At Volkswagen’s Wolfsburg plant alone, the company pays 67 members of the works council, exempting them from work on the production line or elsewhere in the factory. Almost every one of them has his or her own office and receives a substantial salary. The task of these works council members is to keep conflicts under control and ensure that production keeps running smoothly.

The era in which “factory peace” was maintained through social concessions and by paying wages generally above the industry norm are long gone. For years, the details of cutbacks have been drafted and prepared in the works council offices. This took the form at Volkswagen of close collaboration between the works council head Klaus Volkert and personnel executive committee chief Peter Hartz. Since 1990, Volkert headed Volkswagen’s combined works council in Germany, as well as its world and European works councils. Until his resignation last year, he was regarded as Germany’s most powerful works council chairman. Hartz was also an advisor to then Chancellor Gerhard Schröder and was a member of both the Social Democratic Party (SPD) and IG Metall.

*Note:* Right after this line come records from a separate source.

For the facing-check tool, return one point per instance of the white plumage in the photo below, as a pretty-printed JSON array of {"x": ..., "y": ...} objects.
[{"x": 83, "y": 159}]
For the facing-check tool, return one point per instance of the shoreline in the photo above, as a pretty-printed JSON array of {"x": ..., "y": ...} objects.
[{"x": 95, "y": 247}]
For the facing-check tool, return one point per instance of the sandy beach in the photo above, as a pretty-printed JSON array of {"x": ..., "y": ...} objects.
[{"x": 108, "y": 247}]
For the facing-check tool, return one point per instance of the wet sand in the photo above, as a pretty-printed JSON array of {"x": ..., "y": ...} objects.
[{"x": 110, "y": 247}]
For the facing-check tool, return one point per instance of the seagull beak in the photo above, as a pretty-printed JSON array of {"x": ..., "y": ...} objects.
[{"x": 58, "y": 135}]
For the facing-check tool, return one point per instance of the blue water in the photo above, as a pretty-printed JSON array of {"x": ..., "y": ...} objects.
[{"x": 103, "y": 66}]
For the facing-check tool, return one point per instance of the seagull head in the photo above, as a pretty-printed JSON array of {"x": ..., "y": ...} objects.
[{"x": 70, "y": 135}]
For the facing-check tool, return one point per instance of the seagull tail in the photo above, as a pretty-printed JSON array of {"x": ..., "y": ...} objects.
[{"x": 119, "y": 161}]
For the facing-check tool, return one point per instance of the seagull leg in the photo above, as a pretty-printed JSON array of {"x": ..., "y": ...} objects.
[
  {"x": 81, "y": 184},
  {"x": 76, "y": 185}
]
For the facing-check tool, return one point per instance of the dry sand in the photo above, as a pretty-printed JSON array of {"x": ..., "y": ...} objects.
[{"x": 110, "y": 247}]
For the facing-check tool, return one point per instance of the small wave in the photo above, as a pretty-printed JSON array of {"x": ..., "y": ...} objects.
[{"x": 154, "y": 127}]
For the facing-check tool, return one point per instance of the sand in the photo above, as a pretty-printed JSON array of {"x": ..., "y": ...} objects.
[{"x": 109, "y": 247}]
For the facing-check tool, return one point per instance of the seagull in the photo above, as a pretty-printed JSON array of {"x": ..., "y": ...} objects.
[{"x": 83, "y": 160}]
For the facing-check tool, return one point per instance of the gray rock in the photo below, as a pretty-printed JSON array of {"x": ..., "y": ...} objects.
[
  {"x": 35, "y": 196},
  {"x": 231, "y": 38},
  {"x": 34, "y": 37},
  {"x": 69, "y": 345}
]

Hartz, assisted by Volkert, displayed an inexhaustible imagination for the restructuring of both working hours and compensation in the course of the introduction of new models—measures which not only led to a drop in the standard of living for Volkswagen employees, but also served as a means to break up collective-bargaining agreements throughout the industry. It was no coincidence that Schröder engaged the Volkswagen manager to develop the hated labour market reforms that now bear his name.

Only someone who was unaware of the corrupting atmosphere in the works councils of large corporations would be surprised to find out that such a friendly partnership is also accompanied by substantial material kickbacks. The newspapers all carried headlines last year about the 780,000 euros in unauthorised expenses that were paid to works council members in just two years—among other things for visits to brothels and round-the-world trips. Volkert’s Brazilian girlfriend received a bank transfer of 23,000 euros every three months, paid for by Volkswagen.

The exposure of such corrupt practices was used to bind the works council even closer to management. Its tasks are no longer limited to suppressing workers’ resistance to job cuts. Management now demands “competitiveness between production locations,” i.e., that the works councils themselves organize the blackmailing of the workforce.

With its unanimous support for Pischetsrieder, the works council has made it clear that it is ready to assume this task. For the workforce, this means that every future social struggle will be a fight on two fronts. It is impossible to resist the planned attacks on jobs, wages and benefits without exposing and fighting the politics of the works council. All the agreements and pacts made by the works council and management must be openly published. Works council members who claim that commercial confidentiality prevents this must be recalled.

However, more than militancy is necessary to oppose the corrupt and bankrupt politics of the works councils and the union. It requires a completely different political perspective—one that proceeds from the international character of modern production and the common interests of workers in all countries and which unites them internationally. And it requires a perspective that advances the socialist transformation of society, prioritising the social interests of the majority over the profit interests of the corporations. Only on the basis of such a perspective is it possible to consistently oppose the attacks being carried out at Volkswagen.